AGENTS.md is a simple, open format for guiding coding agents. Think of it as a README for agents: a dedicated, predictable place to provide context and instructions to help AI coding agents work on your project.
AGENTS.md is an innovative and straightforward open format designed specifically to assist AI coding agents in understanding and contributing to software projects. By creating a standardized file—much like a traditional README.md but tailored for AI interactions—this format ensures that essential project information is easily accessible and interpretable by automated agents. It addresses a key challenge in AI-assisted development: providing clear, structured guidance that helps agents navigate complex codebases without ambiguity.
At its heart, AGENTS.md serves as a centralized hub for project-specific instructions. Developers can outline details such as development environment setup, testing protocols, and pull request (PR) guidelines in a predictable structure. This not only streamlines human-AI collaboration but also reduces errors in AI-generated code by giving agents the context they need upfront. For instance, it might detail how to install dependencies using tools like pnpm in a monorepo setup or specify exact commands for running tests with Vitest.
The format's simplicity is one of its standout features—no complex schemas or tools required. It's just a Markdown file placed at the root of your repository, making it instantly compatible with any AI agent that can parse Markdown. This openness encourages widespread adoption across diverse projects, from small scripts to large-scale applications. With over 9,500 GitHub stars, it has gained significant traction in the developer community, highlighting its practical value in accelerating AI-driven workflows.
A typical AGENTS.md file is organized into intuitive sections:
This section provides quick-start guidance for setting up the local environment. For example:
pnpm dlx turbo run where <project_name> to locate packages efficiently.pnpm install --filter <project_name> to integrate them into the workspace.pnpm create vite@latest <project_name> -- --template react-ts for TypeScript support.These tips ensure agents can mimic human developers' setup processes accurately.

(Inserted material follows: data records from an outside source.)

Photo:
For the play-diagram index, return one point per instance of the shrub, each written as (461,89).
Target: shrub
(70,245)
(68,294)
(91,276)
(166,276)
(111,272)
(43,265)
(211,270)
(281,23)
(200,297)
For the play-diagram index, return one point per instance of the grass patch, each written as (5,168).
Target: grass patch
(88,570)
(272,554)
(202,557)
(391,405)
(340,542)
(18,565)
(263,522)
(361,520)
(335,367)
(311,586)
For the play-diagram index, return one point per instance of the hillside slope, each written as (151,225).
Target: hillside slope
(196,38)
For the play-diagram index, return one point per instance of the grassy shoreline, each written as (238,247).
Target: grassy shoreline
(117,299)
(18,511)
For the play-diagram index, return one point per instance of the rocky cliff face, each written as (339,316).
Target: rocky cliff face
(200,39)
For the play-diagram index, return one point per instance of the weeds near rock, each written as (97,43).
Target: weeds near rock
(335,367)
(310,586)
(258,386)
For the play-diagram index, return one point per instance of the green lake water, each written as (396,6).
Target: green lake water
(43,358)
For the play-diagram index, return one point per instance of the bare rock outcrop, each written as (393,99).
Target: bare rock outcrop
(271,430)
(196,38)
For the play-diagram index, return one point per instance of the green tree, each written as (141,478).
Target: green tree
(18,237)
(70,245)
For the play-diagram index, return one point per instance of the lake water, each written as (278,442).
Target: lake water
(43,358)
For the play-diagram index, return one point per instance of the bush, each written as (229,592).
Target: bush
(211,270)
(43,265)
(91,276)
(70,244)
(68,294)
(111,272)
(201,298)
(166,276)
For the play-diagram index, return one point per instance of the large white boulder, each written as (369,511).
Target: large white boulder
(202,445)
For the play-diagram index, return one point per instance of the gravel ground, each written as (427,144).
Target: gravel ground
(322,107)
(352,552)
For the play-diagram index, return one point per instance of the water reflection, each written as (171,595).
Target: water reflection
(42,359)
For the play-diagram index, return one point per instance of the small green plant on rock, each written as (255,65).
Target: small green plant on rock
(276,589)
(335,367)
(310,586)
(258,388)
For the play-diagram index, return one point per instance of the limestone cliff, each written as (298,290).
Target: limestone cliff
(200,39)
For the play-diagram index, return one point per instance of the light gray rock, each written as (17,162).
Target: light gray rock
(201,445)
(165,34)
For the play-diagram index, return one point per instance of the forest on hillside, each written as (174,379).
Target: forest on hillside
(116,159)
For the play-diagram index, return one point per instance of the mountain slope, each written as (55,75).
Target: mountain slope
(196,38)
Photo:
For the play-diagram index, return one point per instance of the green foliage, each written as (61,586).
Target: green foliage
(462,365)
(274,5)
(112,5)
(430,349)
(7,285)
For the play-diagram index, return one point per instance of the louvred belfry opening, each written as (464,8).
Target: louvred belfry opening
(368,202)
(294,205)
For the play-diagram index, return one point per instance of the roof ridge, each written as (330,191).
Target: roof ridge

To maintain code quality, this part details how to execute and validate tests:
.github/workflows.pnpm turbo run test --filter <project_name>.pnpm vitest run -t "<test name>".pnpm lint --filter <project_name> after changes.Agents are instructed to add or update tests for any modifications, promoting robust, self-sustaining codebases.
Standardizing contributions is crucial for team projects:
[<project_name>] <Title>.This structure minimizes merge conflicts and enforces consistency.
The project repository includes a basic Next.js website at https://agents.md, which offers an engaging explanation of the format's goals, complete with real-world examples. To explore it locally:
pnpm install.pnpm run dev.This companion site makes AGENTS.md approachable for newcomers, while the GitHub repo (https://github.com/agentsmd/agents.md) hosts the source code and community contributions.
In an era where AI agents like those powered by large language models are increasingly integral to coding, AGENTS.md fills a critical gap. It empowers developers to harness AI more effectively, fostering innovation while maintaining control over project standards. Whether you're building a solo app or collaborating in a large team, this format reduces friction and boosts productivity, positioning it as a must-have tool in modern software engineering.